Little is known about the prevalence of Conduct Disorder (CD) and symptoms of CD in high risk psychosis persons at both clinical and community populations in LMICs and in particular Kenya. This study aimed to document (1) the prevalence of CD diagnosis and symptoms in youth who screened positive for psychosis and (2) the associated mental disorders and substance use in the same cohort in LMIC. The sample size was 536 students who had screened positive on the Washington Early Recognition Center Affectivity and Psychosis (WERCAP) from a population of 9,742 high school, college and university students, but had not converted to a psychotic disorder. We collected data on socio-demographic characteristics and used the following tools: Economic indicators tool; the Diagnostic Interview Schedule (DIS) tool for DSM-5 diagnosis; World Health Organization (WHO) Alcohol, Smoking, and Substance Involvement Screening Test (ASSIST). Basic descriptive statistics, chi-square test, Fisher's exact test, Pearson correlation and Poisson regression were conducted. Five percent (5%) of the respondents met the criteria for DSM-5 CD. Indeterminate CD comprised 10.1%. Male gender, all substances except hallucinogens lifetime, obsessive compulsive disorder, psychosis, agoraphobia, social phobia, drug abuse/dependence, antisocial personality disorder, oppositional defiant disorder, suicidality, WERCAP screen for bipolar disorder and WERCAP screen for schizophrenia were significantly (p < 0.05) associated with CD. Deceitfulness or theft criteria symptoms showed that CD had no significant gender difference. Criteria symptoms in aggression to people and animals, destruction of property and serious violations of rules were more common among males. Our findings suggest the need to screen for and diagnose CD, mental disorders and substance use in high risk psychosis youths in Kenya. This will inform integrated management.

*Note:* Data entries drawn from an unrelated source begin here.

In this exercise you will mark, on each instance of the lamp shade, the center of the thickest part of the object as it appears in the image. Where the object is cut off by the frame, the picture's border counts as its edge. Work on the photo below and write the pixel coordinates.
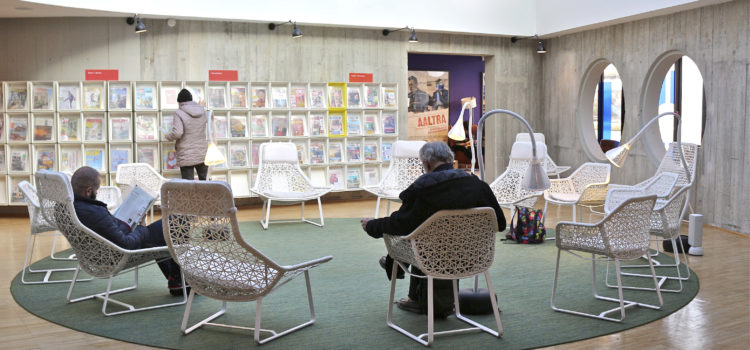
(618, 154)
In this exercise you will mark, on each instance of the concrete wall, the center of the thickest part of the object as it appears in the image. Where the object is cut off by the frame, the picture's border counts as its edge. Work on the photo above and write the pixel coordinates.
(716, 38)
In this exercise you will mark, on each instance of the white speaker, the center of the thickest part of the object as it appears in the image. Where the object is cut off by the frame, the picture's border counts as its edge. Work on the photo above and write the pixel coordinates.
(695, 234)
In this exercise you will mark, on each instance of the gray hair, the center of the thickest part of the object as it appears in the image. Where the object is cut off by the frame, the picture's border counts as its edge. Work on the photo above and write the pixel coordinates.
(434, 152)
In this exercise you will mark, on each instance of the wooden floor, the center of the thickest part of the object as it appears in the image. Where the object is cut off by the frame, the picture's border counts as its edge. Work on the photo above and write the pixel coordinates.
(718, 318)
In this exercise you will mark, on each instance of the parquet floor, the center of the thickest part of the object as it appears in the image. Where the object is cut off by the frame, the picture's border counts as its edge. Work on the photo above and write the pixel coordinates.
(718, 318)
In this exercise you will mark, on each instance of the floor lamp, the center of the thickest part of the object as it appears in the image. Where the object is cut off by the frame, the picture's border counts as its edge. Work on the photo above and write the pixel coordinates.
(477, 300)
(458, 133)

在中低收入国家(LMIC),尤其是肯尼亚,针对临床和社区高风险精神病患者中品行障碍(CD)的流行情况及其症状,人们知之甚少。本研究旨在记录:(1)在筛查阳性的青年人群中 CD 的诊断和症状流行情况;(2)在同一队列中与 CD 相关的精神障碍和物质使用情况。研究样本为 536 名在华盛顿早期识别中心情感和精神病(WERCAP)筛查中呈阳性的学生,他们来自 9742 名高中生、大学生和大学生群体,但尚未转化为精神病。我们收集了社会人口统计学特征的数据,并使用了以下工具:经济指标工具;用于 DSM-5 诊断的诊断访谈表(DIS)工具;世界卫生组织(WHO)酒精、吸烟和物质使用情况筛查测试(ASSIST)。进行了基本描述性统计、卡方检验、Fisher 确切检验、Pearson 相关和泊松回归分析。5%的受访者符合 DSM-5 CD 的标准。不确定 CD 占 10.1%。男性、所有物质(除致幻剂外)终生使用、强迫症、精神病、广场恐惧症、社交恐惧症、药物滥用/依赖、反社会人格障碍、对立违抗性障碍、自杀意念、WERCAP 双相情感障碍筛查和 WERCAP 精神分裂症筛查与 CD 显著相关(p < 0.05)。欺骗或偷窃标准症状表明 CD 无显著性别差异。在针对人和动物的攻击、破坏财产和严重违反规则的标准症状中,男性更为常见。我们的研究结果表明,有必要在肯尼亚对高风险精神病青年进行 CD、精神障碍和物质使用的筛查和诊断,这将为综合管理提供依据。